Pascal must be aware that she was crying. But he remained still and silent. Her cheeks grew wet and salty tears reached the corner of her mouth because she couldn’t rid herself of the despair.
She licked them up, lapping them with the tip of her pink tongue while she reflected that she wanted to find her parents more than anything in the world. It had always been in her mind, even though she’d been happy in the children’s home because Dave was there, and Dave had been first her childhood friend and then the man she’d wanted to marry. He’d become her husband immediately she’d left the home on her eighteenth birthday, and their bliss together had more than fulfilled one of her dreams.
Her other dream was to know if her mother was still alive and who she was. And she’d also dreamed of helping her mother if necessary—because she was sure her mother wouldn’t have abandoned her at the Glasgow nursing home unless she’d been desperate.
Mandy knew that she needed someone of her own to love. Dave’s death had left an emptiness that had grown worse with time, not better.

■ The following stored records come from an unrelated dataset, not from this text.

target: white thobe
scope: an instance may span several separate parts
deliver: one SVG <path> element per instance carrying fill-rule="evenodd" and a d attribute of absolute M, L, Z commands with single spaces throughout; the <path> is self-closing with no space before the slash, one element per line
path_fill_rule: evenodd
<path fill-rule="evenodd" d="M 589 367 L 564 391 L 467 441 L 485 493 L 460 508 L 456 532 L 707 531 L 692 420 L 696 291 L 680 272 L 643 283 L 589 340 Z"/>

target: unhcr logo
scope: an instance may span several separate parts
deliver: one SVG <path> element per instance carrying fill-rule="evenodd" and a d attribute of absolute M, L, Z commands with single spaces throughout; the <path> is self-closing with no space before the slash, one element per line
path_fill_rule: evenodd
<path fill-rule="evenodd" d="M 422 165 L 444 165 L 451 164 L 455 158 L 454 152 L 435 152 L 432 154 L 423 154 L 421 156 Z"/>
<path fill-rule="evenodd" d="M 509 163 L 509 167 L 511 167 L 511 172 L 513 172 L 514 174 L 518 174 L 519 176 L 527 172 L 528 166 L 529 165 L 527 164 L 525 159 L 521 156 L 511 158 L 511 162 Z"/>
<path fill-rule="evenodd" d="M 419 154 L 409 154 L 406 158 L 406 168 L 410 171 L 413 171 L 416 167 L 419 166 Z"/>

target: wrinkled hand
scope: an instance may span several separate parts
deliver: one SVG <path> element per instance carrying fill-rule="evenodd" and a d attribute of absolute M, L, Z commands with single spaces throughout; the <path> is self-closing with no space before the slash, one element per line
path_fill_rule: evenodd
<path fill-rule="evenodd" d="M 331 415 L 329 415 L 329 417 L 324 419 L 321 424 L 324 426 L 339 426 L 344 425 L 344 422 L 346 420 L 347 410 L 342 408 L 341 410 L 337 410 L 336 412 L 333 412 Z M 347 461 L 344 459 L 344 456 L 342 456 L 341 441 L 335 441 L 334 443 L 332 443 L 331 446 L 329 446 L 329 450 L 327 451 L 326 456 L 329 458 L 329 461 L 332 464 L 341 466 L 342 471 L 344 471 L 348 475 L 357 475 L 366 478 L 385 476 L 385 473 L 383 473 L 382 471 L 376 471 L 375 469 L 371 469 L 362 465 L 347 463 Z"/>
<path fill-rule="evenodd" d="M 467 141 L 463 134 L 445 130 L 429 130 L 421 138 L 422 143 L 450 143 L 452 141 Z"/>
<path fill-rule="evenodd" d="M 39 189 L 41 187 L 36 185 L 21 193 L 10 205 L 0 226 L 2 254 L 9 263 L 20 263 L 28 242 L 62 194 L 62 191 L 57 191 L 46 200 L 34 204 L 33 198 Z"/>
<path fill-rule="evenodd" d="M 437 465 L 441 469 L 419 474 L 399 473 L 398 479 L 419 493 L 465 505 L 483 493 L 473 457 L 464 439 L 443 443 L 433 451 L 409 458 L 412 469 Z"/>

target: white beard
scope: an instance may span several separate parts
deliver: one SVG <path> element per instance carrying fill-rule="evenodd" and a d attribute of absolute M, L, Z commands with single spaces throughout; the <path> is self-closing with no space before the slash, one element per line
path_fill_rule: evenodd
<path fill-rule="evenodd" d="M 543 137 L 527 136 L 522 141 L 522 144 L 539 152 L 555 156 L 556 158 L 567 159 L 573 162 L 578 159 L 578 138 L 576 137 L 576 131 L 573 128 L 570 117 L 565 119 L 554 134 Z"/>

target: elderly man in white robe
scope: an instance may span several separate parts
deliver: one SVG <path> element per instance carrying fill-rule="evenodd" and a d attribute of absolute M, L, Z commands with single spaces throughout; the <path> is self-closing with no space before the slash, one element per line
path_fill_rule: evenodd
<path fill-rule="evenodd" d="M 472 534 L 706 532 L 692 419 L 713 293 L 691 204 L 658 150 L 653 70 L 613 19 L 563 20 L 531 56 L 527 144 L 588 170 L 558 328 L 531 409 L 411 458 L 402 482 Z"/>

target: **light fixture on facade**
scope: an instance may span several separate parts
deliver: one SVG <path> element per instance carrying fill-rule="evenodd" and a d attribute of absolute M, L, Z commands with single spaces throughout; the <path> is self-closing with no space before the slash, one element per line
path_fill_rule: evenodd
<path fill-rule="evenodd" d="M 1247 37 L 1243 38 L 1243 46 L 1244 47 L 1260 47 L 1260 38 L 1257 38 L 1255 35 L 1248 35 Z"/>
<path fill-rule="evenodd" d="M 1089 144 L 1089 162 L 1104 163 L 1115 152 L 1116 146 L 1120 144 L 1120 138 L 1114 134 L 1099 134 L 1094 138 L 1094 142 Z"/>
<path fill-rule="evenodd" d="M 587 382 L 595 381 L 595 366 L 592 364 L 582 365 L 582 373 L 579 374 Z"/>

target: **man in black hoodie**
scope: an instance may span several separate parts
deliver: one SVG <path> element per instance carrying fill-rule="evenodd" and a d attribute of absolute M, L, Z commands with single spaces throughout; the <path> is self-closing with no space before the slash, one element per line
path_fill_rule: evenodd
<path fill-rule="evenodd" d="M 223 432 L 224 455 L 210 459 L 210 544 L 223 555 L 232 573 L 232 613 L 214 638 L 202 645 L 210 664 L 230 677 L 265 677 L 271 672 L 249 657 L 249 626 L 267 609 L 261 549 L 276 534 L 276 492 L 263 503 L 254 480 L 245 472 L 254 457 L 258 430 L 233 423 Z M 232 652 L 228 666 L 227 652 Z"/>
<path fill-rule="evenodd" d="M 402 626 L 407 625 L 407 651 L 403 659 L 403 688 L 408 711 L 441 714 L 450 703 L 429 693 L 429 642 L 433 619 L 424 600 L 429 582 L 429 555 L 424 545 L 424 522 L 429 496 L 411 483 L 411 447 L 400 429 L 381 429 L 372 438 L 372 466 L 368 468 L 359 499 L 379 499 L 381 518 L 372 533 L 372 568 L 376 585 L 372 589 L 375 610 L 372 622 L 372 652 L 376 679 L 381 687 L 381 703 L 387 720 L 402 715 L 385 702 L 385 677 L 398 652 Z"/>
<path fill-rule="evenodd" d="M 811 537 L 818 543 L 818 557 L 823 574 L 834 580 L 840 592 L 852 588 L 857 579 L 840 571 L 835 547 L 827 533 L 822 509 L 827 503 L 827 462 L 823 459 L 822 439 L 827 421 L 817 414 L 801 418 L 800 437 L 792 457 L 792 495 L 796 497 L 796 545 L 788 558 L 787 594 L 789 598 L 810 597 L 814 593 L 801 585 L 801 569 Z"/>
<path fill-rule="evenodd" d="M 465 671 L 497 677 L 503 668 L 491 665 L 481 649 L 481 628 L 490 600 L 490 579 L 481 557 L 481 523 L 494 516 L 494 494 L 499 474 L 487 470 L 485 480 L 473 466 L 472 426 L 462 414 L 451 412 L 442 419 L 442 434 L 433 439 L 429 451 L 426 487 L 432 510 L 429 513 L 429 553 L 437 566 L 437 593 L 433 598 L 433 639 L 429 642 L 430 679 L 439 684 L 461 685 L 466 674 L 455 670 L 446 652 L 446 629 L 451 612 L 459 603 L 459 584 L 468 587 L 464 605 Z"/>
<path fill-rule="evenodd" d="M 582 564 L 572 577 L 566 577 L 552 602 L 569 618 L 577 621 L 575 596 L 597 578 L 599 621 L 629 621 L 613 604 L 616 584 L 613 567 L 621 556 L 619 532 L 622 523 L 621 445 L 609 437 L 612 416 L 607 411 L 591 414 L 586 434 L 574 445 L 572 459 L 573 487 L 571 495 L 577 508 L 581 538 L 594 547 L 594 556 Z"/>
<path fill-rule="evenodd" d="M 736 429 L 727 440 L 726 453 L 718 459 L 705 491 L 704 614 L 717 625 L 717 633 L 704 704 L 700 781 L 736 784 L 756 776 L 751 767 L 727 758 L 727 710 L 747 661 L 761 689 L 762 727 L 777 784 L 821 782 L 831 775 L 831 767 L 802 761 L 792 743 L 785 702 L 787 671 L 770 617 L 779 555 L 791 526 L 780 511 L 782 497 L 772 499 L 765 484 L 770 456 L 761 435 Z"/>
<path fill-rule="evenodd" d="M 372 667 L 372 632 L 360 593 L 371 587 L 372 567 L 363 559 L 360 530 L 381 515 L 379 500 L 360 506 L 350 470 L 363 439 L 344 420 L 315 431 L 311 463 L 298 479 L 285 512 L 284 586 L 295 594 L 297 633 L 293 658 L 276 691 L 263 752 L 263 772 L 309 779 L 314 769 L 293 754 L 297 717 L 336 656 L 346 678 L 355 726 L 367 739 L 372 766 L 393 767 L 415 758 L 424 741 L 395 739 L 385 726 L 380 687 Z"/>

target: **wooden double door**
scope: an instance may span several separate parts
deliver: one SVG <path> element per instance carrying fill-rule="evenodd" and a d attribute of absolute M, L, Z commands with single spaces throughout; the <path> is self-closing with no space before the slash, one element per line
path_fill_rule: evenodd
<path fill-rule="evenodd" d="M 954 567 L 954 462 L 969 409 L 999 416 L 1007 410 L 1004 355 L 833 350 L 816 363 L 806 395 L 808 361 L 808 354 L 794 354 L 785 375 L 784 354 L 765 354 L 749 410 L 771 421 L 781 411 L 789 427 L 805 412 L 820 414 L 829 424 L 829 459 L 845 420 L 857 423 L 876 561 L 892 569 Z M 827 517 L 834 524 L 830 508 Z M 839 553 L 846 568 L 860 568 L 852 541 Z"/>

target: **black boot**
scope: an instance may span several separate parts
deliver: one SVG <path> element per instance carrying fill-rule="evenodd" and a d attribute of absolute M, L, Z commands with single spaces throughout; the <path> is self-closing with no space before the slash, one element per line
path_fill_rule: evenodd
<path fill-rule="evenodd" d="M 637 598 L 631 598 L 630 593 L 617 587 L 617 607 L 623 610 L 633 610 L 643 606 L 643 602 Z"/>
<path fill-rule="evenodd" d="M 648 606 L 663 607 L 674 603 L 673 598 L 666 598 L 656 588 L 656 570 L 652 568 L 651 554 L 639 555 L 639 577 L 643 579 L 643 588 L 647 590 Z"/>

I’m terribly alone, she thought, her lower lip stubbornly refusing to stop quivering. I want to find my roots, whatever they are, and I’m close, very close, but fate in the shape of Pascal St Honoré is stopping me—
‘My father would adore you,’ said Pascal softly, touching her wet cheek.
‘That’s nice,’ she husked shakily.
‘No, it’s not.’ A big, solid hand came to rest on her slender back and she felt herself shudder. ‘It’s the last thing I want,’ he said tightly.